Indeed, Prince ends the episode by acknowledging his enormous financial loss to his people, but still toasting them to celebrate their battle scars. He's doing so despite the fact that his sexual relationship with his employee Rian - an ongoing matter, as it happens - has been disclosed to the company's Brain Trust. Rian refuses the payout offered by Scooter and Wags, claiming that she can be trusted to keep quiet.
prince for his parttuttrust her. He makes this clear during a disturbing speech to her — which disturbs us, not him — about how "there are people who make things happen and people who make things happen, and you have to land on who you want to be." It gets her out of her fear of becoming the next Monica Lewinsky or Rielle Hunter.

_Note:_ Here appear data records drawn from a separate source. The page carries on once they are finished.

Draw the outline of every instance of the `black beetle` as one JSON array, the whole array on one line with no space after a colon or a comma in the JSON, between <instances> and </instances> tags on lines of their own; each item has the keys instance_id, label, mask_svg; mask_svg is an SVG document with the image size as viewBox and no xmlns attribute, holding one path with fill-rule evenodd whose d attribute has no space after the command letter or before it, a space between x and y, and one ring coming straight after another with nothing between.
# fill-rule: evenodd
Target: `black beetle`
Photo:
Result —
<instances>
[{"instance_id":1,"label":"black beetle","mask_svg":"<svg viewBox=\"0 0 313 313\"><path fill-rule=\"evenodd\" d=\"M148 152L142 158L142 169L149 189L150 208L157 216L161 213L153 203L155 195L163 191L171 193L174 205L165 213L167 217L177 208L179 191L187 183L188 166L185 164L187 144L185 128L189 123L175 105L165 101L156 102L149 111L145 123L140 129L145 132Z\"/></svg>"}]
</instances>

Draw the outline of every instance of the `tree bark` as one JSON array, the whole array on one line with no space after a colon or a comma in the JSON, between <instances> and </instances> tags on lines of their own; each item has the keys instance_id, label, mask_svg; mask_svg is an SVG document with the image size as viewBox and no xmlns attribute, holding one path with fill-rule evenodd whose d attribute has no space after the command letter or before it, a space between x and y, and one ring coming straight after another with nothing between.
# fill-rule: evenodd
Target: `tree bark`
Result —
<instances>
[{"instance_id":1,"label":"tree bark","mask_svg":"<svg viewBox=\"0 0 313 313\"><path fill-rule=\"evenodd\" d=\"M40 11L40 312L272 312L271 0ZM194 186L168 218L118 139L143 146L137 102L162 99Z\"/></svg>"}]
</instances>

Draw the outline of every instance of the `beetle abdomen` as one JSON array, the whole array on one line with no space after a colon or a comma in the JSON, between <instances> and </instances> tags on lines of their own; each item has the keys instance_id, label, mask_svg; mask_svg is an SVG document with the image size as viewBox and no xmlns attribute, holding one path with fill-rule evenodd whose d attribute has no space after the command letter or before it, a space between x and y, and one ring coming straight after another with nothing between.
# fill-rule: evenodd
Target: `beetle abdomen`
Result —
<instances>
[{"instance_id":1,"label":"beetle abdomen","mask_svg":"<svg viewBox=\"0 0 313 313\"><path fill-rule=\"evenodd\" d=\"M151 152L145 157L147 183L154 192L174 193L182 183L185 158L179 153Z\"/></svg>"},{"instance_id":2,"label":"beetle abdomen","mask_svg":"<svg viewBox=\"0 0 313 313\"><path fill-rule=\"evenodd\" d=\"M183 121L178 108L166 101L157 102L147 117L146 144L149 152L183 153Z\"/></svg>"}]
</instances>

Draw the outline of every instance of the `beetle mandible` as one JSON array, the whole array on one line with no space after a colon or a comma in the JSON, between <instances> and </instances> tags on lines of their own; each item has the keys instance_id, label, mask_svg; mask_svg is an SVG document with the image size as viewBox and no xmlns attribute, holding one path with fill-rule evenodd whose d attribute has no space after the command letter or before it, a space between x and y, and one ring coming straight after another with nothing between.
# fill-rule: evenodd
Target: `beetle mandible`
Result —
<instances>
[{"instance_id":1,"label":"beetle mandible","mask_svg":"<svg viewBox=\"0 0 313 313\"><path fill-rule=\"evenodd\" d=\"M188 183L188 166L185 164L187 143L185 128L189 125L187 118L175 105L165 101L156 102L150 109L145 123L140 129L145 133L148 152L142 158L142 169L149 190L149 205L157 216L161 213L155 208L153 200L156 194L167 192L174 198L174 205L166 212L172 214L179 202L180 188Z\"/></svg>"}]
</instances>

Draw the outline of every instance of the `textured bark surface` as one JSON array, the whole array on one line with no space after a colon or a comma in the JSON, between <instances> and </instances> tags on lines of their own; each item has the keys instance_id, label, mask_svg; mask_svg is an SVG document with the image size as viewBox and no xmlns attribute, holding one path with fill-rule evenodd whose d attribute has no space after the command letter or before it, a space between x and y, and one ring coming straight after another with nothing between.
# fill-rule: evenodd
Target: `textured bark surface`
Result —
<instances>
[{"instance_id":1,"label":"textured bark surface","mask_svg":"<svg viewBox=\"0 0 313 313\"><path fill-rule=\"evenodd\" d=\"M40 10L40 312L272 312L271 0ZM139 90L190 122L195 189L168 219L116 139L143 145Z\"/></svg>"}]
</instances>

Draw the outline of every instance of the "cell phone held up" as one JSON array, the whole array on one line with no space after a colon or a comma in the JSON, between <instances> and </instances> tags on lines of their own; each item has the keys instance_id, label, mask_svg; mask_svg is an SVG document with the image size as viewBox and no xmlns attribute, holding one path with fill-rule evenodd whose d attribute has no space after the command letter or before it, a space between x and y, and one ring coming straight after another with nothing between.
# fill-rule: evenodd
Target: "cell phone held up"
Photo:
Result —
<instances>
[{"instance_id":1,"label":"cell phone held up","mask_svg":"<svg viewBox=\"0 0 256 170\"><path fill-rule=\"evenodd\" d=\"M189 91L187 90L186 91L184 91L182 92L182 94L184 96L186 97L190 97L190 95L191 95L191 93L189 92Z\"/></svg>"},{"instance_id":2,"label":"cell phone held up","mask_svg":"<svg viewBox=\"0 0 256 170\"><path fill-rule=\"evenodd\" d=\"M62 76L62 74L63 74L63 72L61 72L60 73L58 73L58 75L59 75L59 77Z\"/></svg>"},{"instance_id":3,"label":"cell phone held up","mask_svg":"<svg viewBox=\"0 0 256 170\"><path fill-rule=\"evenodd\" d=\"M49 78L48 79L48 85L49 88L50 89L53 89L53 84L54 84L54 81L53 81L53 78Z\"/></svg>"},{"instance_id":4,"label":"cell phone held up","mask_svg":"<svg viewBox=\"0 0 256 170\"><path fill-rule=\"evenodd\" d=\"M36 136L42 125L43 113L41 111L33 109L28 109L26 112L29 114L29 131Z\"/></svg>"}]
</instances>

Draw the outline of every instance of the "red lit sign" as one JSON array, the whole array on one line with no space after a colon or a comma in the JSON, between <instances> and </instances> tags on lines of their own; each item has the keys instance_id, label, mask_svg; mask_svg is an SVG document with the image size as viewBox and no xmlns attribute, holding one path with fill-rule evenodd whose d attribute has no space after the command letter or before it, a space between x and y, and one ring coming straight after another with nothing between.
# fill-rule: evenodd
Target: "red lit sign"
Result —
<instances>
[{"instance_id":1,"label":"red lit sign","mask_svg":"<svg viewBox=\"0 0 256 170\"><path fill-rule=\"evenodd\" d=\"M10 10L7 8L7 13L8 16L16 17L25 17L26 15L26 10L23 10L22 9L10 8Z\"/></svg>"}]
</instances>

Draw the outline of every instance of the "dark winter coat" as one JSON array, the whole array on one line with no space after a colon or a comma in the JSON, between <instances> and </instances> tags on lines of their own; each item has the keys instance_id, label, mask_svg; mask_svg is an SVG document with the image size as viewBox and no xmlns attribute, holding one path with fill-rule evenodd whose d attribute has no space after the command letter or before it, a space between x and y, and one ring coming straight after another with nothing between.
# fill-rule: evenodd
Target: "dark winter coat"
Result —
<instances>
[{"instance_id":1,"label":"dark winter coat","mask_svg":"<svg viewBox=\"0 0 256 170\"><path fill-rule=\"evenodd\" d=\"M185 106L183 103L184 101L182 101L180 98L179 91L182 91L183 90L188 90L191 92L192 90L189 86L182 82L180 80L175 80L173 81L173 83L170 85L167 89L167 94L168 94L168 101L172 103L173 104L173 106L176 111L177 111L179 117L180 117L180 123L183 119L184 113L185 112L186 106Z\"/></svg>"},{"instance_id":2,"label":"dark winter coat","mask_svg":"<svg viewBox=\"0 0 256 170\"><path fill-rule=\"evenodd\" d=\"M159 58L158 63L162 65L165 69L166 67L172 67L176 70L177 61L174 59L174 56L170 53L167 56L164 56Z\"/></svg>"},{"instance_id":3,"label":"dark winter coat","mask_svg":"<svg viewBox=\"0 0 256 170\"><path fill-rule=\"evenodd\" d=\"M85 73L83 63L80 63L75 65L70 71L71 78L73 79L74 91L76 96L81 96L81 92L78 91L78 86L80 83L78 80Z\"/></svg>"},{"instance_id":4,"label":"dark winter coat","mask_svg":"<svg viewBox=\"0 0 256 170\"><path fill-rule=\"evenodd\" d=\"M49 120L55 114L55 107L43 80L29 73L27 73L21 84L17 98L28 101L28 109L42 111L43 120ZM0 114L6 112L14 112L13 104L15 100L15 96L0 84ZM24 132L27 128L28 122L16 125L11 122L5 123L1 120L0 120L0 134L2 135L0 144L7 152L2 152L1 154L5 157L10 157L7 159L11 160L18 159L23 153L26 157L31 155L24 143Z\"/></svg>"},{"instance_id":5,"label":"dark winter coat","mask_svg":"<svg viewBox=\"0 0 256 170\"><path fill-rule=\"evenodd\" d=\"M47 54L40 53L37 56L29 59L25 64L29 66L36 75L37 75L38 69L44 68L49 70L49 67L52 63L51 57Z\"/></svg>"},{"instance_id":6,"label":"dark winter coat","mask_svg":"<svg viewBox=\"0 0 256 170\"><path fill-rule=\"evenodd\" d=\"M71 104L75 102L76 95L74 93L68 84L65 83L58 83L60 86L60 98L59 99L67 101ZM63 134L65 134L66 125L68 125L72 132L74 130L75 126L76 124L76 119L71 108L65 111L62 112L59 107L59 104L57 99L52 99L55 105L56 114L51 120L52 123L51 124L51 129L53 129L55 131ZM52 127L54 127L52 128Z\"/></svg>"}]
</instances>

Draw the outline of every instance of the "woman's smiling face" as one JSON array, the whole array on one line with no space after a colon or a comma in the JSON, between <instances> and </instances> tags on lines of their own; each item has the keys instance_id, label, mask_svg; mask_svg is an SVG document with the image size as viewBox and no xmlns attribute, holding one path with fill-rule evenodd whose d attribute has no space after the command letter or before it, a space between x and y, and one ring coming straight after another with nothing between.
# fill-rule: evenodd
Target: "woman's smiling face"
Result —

But the rest of the speech actually leaves me with a queasy feeling. “When you decide what you want to feel,” he continues, “that is the true source of power. When you get there, people will see what you want to see on your face. Most people never find out. The ones that do? You can rule the world.”
It's suddenly much clearer why Chuck has repeatedly insisted that Prince is Greg Stillson, the psychopathic presidential candidate from Stephen King's The Dead Zone (and David Cronenberg's excellent adaptation of it). In fact, the episode's argument is thatatwho have held the White House have done so with a princely belief in themselves at the expense of others. As such, there aren't enough Chucks and Daves in the world to save us from those who think they're better.
And several key figures, on Mike Prince Capital and on Billions in general, are growing weary of Prince's pretensions. Over celebratory drinks, Wags waxes nostalgic about the good old days of Ax Cap, when profit was all that mattered. Wendy suggests that Prince's approach "with its veneer of goodness" might be preferable: "It inspires," she says.
"Are you 'inspired'?" Wags spits back, contempt written on his face. I think that's the tone this season really ends on: with a cynic like Wags realizing that Prince's superficial idealism is even more cynical than anything he could have imagined.
Change:
There's an interesting bit at the end of the episode where the Prince Cap boys - Tuk, Ben Kim, Victor and Winston - discuss options for sleeping with co-workers, which Tuk says is now on the table. For a moment I thought Victor, being involved in the Rian conversation, had given it all away. Then I remembered that Winston had seen Rian and Taylor hugging after Rian told Taylor what she had done and I realized that Winston had misinterpreted their hug as that of two lovers. As always, he's only half right.
When the cops confiscate all those disc drives from Prince's vaults, Mötley Crüe's "Wild Side" plays on the soundtrack. Intentional or not, it feels like a throwback to old metalhead Bobby Axelrod's needle drops.
Looking back on this season, I'm amazed at how well the Chuck-Prince Dynamic stands on its own without feeling like a hollow, retreaded Chuck-Axe. Prince's desire to be seen as a good guy is what really separates him from Axelrod. But at the same time, characters like Wags and Wendy felt a little helpless without an axe.
Newcomer Philip -- part of Prince's two-person succession plan that included Taylor -- never quite caught on as a major player ... except perhaps when he flinched in horror when Wags introduced the prospect of murder as a solution to their Rian problem . However, Wags brought up the idea only to turn it down, while Philips uncle Scooter appeared to temporarily consider the idea. I don't want to be at this family's next Thanksgiving.